The Website of Author

Kelly
Jones

Between a Rock and a Hard Place

Between a Rock and a Hard Place

June 6, 2014

 As a writer I abhor clichés.  But, in this case, it just seems to fit.  So how did I find myself in this very uncomfortable place?


I’ve become a hybrid.  For those in the “industry,” you know what this means, but to those who are readers, not writers, I’ll explain.  I’m a published writer in the traditional sense, with one of the Big Five (used to be Six!) internationally recognized English-language publishers, and recently I’ve become a “self-published” author.


I’ve published three books with Berkley/Penguin (now merged with Random House), with a fourth book coming out in January, 2015.

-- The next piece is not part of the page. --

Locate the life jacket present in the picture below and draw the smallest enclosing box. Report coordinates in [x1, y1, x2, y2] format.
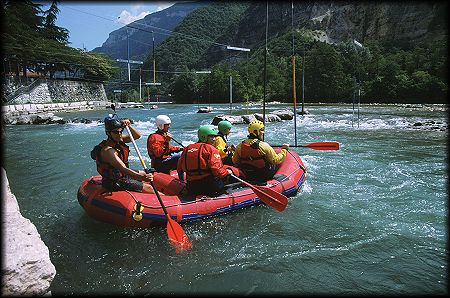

When my first book, The Seventh Unicorn, was published with Berkley, I was ecstatic. I’d worked very hard to learn the craft of writing, to find an agent who could sell my book to a real publisher. The next three books were not as difficult a sell (though my editor died before we got the second one out, and in the meantime just about everything about the publishing industry had changed).  Writers were now publishing their own books, some doing it well, attracting readers, making money.


There are many things I like about traditional publishing: editors, marketing and sales departments that can get your books into real bookstores, the possibility of foreign translations.


So why did I decide to self-publish?  In traditional publishing a book might take a year or two to get out, and I was working with a time-sensitive story that I wanted to release by the 40th anniversary of Evel Knievel’s attempted jump over the Snake River Canyon near my hometown of Twin Falls, Idaho.  My publisher, Berkley, specializes in women’s novels, and this is a novella and short story collection that should appeal to men, too.


Here’s where the rock and the hard place come in—traditional publishers and Amazon (with whom I’m self-publishing because I checked around and found that they are the best, the most helpful and efficient, with the capability of reaching the largest number of readers) are in a big fight.  Amazon has been called a bully.  One editor (not mine, but a woman who invited me to her book club) called Amazon evil, or was it the devil?  I shared my plan to self-publish with my Berkley editor.  I won’t describe her as thrilled, but she did seem to understand why I was doing this.  I think she shares a common fear of many in the publishing industry—that Amazon will take over completely.  According to the latest numbers, they account for about 40% of U.S. book sales.  The book retailers, the bookstores, are caught up in this, too.


So, whose side am I on anyway?


The readers.  The writers.  I don’t want to get into this fight.  I just want to write.


Can you see how I feel I’m between a rock and a hard place?